I listened with great interest to the Mayor's interview on AM 980 this morning. A few points:
1. The Mayor is correct when he points out the StatsCan CMA data is an imperfect guide to what is happening within the legal boundaries of London, since it includes some people who live near London but outside of the city limits. That is true but unfortunately it is the best data we have. Again, I invite the Mayor to present better data if he has it.
I believe it is less of a problem than the Mayor thinks. In 2011 the Statscan CMA data gives a population of 410,000-413,800 (depending on the month) for the London region, while the 2011 Census puts the population of the actual City of London at 366,191. In other words, the CMA includes at most 47,609 people in the London region that do not live within the city limits. As local residents outside of city limits represents at most 11.6% of the CMA population, I do not believe it biases the data enough to have a major impact. Also keep in mind that many people who live in places like Komoka are part of the London labour force since they work in the city or would like to. But, as stated earlier, if the Mayor has better data I would be happy to use that instead.
[Edited to add: I made a fairly elementary error on the population numbers - the 410,000-413,800 figure by StatsCan only includes people over the age of 15 (which is a good reminder - always read the fine print!). The actual figure that includes all ages is significantly higher at 474,786. This means that 22.9%, not 11.6% of London's CMA population lives outside of city boundaries.
Here are the population figures for the London CMA
- London (366,151)
- St.

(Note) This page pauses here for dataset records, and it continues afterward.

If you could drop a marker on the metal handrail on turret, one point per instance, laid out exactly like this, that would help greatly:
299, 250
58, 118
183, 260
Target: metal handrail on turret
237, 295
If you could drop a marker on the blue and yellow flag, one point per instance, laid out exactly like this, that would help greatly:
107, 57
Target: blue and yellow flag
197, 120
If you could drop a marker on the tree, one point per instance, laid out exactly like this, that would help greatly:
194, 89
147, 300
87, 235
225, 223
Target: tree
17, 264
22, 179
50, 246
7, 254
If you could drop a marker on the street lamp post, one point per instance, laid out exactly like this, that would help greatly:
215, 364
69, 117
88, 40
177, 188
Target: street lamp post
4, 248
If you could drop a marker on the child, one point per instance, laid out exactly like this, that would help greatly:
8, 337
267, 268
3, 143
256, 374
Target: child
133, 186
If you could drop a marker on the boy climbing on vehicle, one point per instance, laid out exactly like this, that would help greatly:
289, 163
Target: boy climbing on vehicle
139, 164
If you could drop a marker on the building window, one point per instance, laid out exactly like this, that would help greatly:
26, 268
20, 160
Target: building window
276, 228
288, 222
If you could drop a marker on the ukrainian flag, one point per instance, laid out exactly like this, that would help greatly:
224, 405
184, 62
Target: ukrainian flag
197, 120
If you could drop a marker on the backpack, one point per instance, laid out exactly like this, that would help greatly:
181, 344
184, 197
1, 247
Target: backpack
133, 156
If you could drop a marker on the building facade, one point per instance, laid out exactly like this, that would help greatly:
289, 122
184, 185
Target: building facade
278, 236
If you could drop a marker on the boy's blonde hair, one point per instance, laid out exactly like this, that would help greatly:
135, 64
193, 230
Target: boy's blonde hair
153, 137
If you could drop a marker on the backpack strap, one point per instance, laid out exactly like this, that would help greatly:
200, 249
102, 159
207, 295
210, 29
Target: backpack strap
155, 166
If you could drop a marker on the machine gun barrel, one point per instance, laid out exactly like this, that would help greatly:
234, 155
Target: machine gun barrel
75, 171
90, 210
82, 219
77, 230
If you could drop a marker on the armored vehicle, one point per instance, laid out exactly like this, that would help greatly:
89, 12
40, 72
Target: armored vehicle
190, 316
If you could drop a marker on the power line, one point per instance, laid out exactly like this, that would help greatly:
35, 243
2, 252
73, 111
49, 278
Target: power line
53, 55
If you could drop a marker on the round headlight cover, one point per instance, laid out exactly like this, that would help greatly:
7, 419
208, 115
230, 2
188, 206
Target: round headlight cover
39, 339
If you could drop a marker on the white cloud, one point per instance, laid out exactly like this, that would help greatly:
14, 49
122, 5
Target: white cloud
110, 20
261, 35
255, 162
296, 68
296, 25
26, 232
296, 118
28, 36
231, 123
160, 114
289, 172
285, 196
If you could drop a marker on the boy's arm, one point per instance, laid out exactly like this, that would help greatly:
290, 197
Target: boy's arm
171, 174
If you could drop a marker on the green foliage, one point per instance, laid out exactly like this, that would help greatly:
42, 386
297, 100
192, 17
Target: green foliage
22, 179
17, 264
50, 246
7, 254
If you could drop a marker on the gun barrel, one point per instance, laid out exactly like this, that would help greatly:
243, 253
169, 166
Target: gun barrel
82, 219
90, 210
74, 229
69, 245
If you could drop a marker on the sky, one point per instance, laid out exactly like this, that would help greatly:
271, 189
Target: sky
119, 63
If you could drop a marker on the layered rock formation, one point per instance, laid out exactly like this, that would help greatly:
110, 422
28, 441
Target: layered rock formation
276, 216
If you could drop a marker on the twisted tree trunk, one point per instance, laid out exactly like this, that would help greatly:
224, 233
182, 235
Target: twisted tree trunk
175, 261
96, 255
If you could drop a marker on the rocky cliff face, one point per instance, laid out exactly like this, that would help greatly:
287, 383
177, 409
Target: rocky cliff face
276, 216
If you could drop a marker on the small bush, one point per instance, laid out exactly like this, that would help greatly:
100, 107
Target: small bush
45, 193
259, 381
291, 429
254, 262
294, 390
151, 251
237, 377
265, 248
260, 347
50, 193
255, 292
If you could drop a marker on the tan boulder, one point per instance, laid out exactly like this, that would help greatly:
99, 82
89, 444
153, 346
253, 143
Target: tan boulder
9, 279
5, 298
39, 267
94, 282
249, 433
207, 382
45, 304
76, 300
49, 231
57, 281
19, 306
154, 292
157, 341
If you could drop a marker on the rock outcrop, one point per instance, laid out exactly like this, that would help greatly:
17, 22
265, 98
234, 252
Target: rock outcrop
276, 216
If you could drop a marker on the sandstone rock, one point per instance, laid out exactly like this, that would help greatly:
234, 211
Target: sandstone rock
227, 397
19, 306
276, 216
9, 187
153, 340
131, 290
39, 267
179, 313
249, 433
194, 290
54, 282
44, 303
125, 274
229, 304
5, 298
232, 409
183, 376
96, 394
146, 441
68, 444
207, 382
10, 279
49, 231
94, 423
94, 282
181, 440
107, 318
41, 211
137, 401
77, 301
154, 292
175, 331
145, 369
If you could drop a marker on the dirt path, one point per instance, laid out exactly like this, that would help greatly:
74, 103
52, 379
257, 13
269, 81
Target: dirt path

Thomas (37,905)
- Strathroy (20,978)
- Middlesex Centre (16,487)
- Thames Centre (13,000)
- Central Elgin (12,743)
- Southwold (4,494)
- Adelaide-Metcalfe (3,028)
This certainly strengths the Mayor's argument on this point, though, again it is the best data we have and many of the people living outside of London are a part of London's labour force because they commute to London for work. If there are other data sets that are publicly available, please share them!]
2. The Mayor mentioned unemployment as being as high as 12% in London. I am not sure where he is getting this from, as the unemployment rate (again, based on StatsCan data) topped out at 10.9% in July and August of 2009. The last municipal election was on October 27, 2010. In November 2010, the local unemployment rate was at 8.4%, and has declined to 7.9% since then:
(My apologies for the ugly chart - I am using an older computer today with an ancient version of Office).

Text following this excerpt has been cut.